Above regex can also be specified as multiple regexes in TARGET as -
/<head>line<\/head>/
/<head>lines<\/head>/
/<head>Line<\/head>/
/<head>Lines<\/head>/
with a single regex per line
Regex
/<head>\w+<\/head>/
shows a more general regex for target words marked in <head> tags
Regex
/<head.*>\w+<\/head>/
Shows the regex for matching target words in the original Senseval-2 data.
/[Ll]ines?/
shows that any occurrence of words - Line, line, Lines, lines are target words (that are not delimited in any special tags).
Other Options :
--help
Displays this message.
--version
Displays the version information.
OUTPUT
When --plain is not selected, OUTPUT is in Senseval-2 format that looks same as the input SVAL2 file except the context of each instance shows atmost W words around the target word.
When --plain is ON, OUTPUT shows each context on a single line i.e. context of i'th instance in the given SVAL2 file is shown on the i'th line on stdout.
AUTHOR
Amruta Purandare, Ted Pedersen.

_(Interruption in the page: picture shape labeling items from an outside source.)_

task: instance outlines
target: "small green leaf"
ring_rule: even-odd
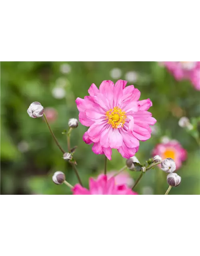
[[[140,164],[138,164],[138,163],[136,163],[135,162],[133,162],[133,164],[135,166],[135,170],[136,172],[140,172],[142,170],[142,166]]]

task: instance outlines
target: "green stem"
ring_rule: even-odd
[[[82,186],[83,186],[82,183],[81,182],[81,180],[80,179],[80,177],[78,174],[78,172],[77,169],[76,169],[76,165],[75,164],[73,164],[73,163],[70,163],[72,166],[73,167],[73,168],[74,170],[74,172],[75,172],[76,175],[76,177],[77,177],[78,179],[78,181],[80,185],[81,185]]]
[[[167,195],[169,194],[169,192],[171,190],[171,189],[172,188],[172,186],[169,186],[169,187],[168,188],[168,189],[166,191],[166,193],[164,195],[164,196],[167,196]]]
[[[48,120],[47,118],[46,118],[46,114],[45,114],[44,113],[43,114],[43,116],[44,116],[44,120],[45,121],[45,122],[46,122],[46,124],[47,125],[47,126],[48,126],[48,128],[49,128],[49,130],[50,131],[50,132],[51,133],[51,135],[52,135],[52,136],[54,138],[54,140],[55,141],[55,142],[56,142],[56,144],[57,146],[58,147],[58,148],[60,148],[60,150],[62,152],[63,154],[64,154],[65,153],[65,151],[62,148],[62,147],[60,146],[60,145],[58,142],[58,141],[56,138],[56,136],[54,135],[54,134],[53,132],[53,131],[51,129],[51,128],[50,127],[50,126],[49,125],[49,123],[48,122]]]
[[[66,185],[68,187],[69,187],[69,188],[74,188],[74,187],[72,186],[71,184],[68,183],[67,181],[66,181],[66,180],[65,180],[63,183],[64,183],[65,185]]]
[[[139,178],[138,178],[138,179],[136,181],[136,182],[135,183],[135,184],[134,184],[133,187],[132,188],[132,190],[133,190],[133,189],[137,185],[137,184],[140,181],[141,178],[142,177],[144,173],[144,172],[142,172],[141,174],[140,175],[140,176],[139,176]]]
[[[104,166],[104,174],[106,175],[106,169],[107,169],[107,157],[105,156],[105,164]]]
[[[150,170],[150,169],[152,169],[152,168],[153,168],[154,167],[156,166],[156,165],[158,165],[158,164],[160,164],[161,163],[162,163],[162,161],[158,162],[157,163],[153,163],[152,164],[151,164],[148,167],[147,167],[146,169],[146,171],[148,170]]]
[[[71,135],[71,132],[72,130],[72,128],[70,128],[69,131],[67,133],[67,146],[68,148],[68,151],[70,153],[71,152],[71,147],[70,146],[70,135]]]
[[[112,177],[115,177],[117,175],[118,175],[118,174],[119,174],[120,173],[121,173],[121,172],[124,171],[126,169],[126,168],[127,168],[127,166],[125,165],[124,166],[124,167],[122,167],[122,169],[121,169],[118,172],[114,174]]]

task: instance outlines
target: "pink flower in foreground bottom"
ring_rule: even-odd
[[[137,193],[132,191],[125,184],[117,185],[114,178],[108,179],[106,175],[100,175],[95,180],[89,180],[89,190],[79,184],[75,185],[72,189],[74,196],[136,196]]]
[[[94,143],[93,152],[104,154],[110,160],[112,148],[117,149],[125,158],[133,156],[139,140],[150,138],[150,126],[156,122],[147,111],[152,106],[150,100],[139,101],[140,91],[133,85],[125,87],[127,82],[118,80],[114,85],[112,81],[103,81],[99,90],[92,84],[90,96],[76,100],[80,122],[90,127],[84,141]]]
[[[111,171],[107,173],[107,176],[109,179],[113,177],[118,172],[116,171]],[[104,175],[104,174],[100,174],[98,177]],[[132,187],[134,184],[134,180],[130,176],[128,172],[124,171],[114,177],[116,185],[127,185],[128,187]]]
[[[197,90],[200,90],[200,61],[164,61],[162,63],[176,80],[188,79]]]
[[[187,158],[187,151],[175,140],[158,144],[153,151],[152,155],[160,156],[163,160],[168,158],[172,158],[175,162],[176,170],[181,166],[182,162]],[[159,167],[160,165],[159,165]]]

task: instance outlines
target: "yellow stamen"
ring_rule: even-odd
[[[164,154],[164,159],[170,158],[174,159],[176,154],[174,150],[172,149],[167,149],[165,151]]]
[[[118,107],[114,107],[113,110],[110,109],[106,113],[106,118],[108,119],[108,123],[111,124],[113,128],[116,129],[123,127],[126,122],[126,113],[122,111],[121,108]]]

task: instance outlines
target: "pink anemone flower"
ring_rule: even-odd
[[[89,189],[77,184],[72,190],[74,196],[136,196],[125,184],[116,185],[114,177],[108,179],[105,175],[99,175],[96,180],[91,178],[89,180]]]
[[[153,156],[158,155],[164,160],[168,158],[172,158],[175,162],[176,170],[182,165],[187,158],[187,151],[176,140],[158,144],[153,150]],[[159,165],[159,167],[160,165]]]
[[[176,80],[188,79],[196,90],[200,90],[200,61],[164,61],[162,64]]]
[[[124,158],[133,156],[139,140],[150,138],[150,126],[156,122],[147,111],[152,106],[150,100],[139,101],[140,91],[133,85],[126,87],[127,82],[118,80],[114,85],[112,81],[103,81],[99,90],[92,84],[90,96],[76,100],[80,122],[90,127],[83,140],[94,143],[93,152],[105,154],[110,160],[112,148],[117,149]]]

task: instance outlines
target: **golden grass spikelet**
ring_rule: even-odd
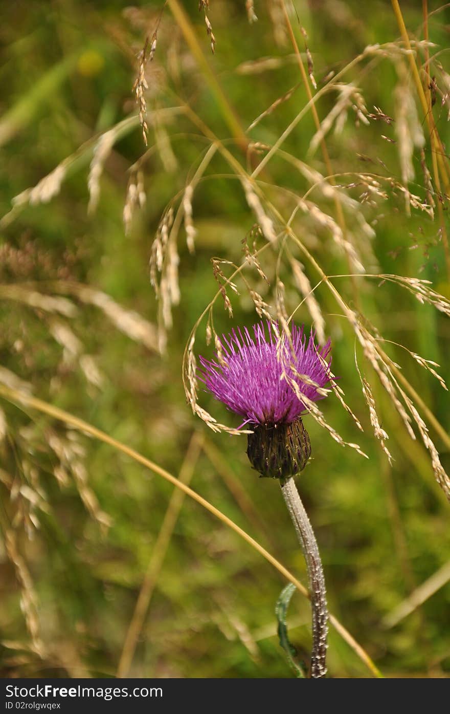
[[[100,198],[100,178],[103,171],[105,162],[114,146],[116,136],[116,129],[110,129],[109,131],[106,131],[101,135],[94,146],[88,178],[88,190],[89,191],[88,213],[89,215],[94,213],[97,209]]]
[[[257,22],[257,17],[255,12],[255,3],[253,0],[245,0],[245,9],[247,10],[247,16],[250,25],[253,24],[254,22]]]
[[[126,236],[128,236],[130,232],[135,208],[138,206],[143,208],[146,201],[143,171],[138,169],[132,172],[130,176],[126,190],[126,198],[123,205],[122,220],[123,221]]]
[[[44,655],[44,646],[41,639],[39,600],[34,585],[26,563],[19,550],[16,533],[11,528],[7,528],[4,538],[6,553],[14,566],[17,580],[21,585],[21,610],[25,616],[26,628],[35,652],[42,658]]]
[[[194,253],[195,244],[194,239],[197,235],[197,231],[194,228],[193,222],[192,198],[194,193],[194,188],[191,183],[185,188],[183,196],[183,208],[184,211],[185,228],[186,231],[186,243],[190,253]]]

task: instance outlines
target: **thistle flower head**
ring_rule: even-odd
[[[303,326],[295,325],[292,345],[285,338],[280,342],[270,323],[267,331],[264,323],[254,325],[253,333],[244,328],[223,336],[220,358],[200,358],[200,379],[216,399],[244,417],[243,424],[292,423],[307,411],[302,396],[317,401],[325,396],[321,388],[331,378],[325,361],[329,341],[319,349],[312,332],[307,341]]]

University of Minnesota, Duluth.
COPYRIGHT
Copyright (c) 2002-2005,
Amruta Purandare, University of Pittsburgh. amruta@cs.pitt.edu
Ted Pedersen, University of Minnesota, Duluth. tpederse@umn.edu
This program is free software; you can redistribute it and/or modify it under the terms of the GNU General Public License as published by the Free Software Foundation; either version 2 of the License, or (at your option) any later version.
This program is distributed in the hope that it will be useful, but WITHOUT ANY WARRANTY; without even the implied warranty of MERCHANTABILITY or FITNESS FOR A PARTICULAR PURPOSE. See the GNU General Public License for more details.
You should have received a copy of the GNU General Public License along with this program; if not, write to
The Free Software Foundation, Inc., 59 Temple Place - Suite 330, Boston, MA 02111-1307, USA.